With the advent of the Internet of Things (IoT) era, strong demand has grown for wearable and transparent displays that can be applied to various fields such as augmented reality (AR) and skin-like thin flexible devices. However, previous flexible transparent displays have posed real challenges to overcome, which are, among others, poor transparency and low electrical performance. To improve the transparency and performance, past research efforts have tried to use inorganic-based electronics, but the fundamental thermal instabilities of plastic substrates have hampered the high temperature process, an essential step necessary for the fabrication of high performance electronic devices.

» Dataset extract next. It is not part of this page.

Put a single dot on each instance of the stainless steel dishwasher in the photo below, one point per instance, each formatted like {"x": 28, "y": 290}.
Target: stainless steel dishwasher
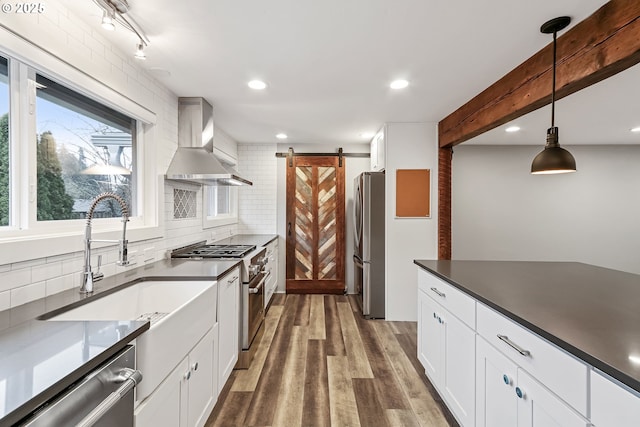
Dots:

Ref: Skin-Like Oxide Thin-Film Transistors for Transparent Displays. Advanced Functional Materials (4 July 2016) | DOI: 10.1002/adfm.201601296
Flexible transparent display is a promising candidate to visually communicate with each other in the future Internet of Things era. The flexible oxide thin-film transistors (TFTs) have attracted attention as a component for transparent display by its high performance and high transparency. The critical issue of flexible oxide TFTs for practical display applications, however, is the realization on transparent and flexible substrate without any damage and characteristic degradation. Here, the ultrathin, flexible, and transparent oxide TFTs for skin-like displays are demonstrated on an ultrathin flexible substrate using an inorganic-based laser liftoff process. In this way, skin-like ultrathin oxide TFTs are conformally attached onto various fabrics and human skin surface without any structural damage. Ultrathin flexible transparent oxide TFTs show high optical transparency of 83% and mobility of 40 cm2 V−1 s−1. The skin-like oxide TFTs show reliable performance under the electrical/optical stress tests and mechanical bending tests due to advanced device materials and systematic mechanical designs. Moreover, skin-like oxide logic inverter circuits composed of n-channel metal oxide semiconductor TFTs on ultrathin, transparent polyethylene terephthalate film have been realized.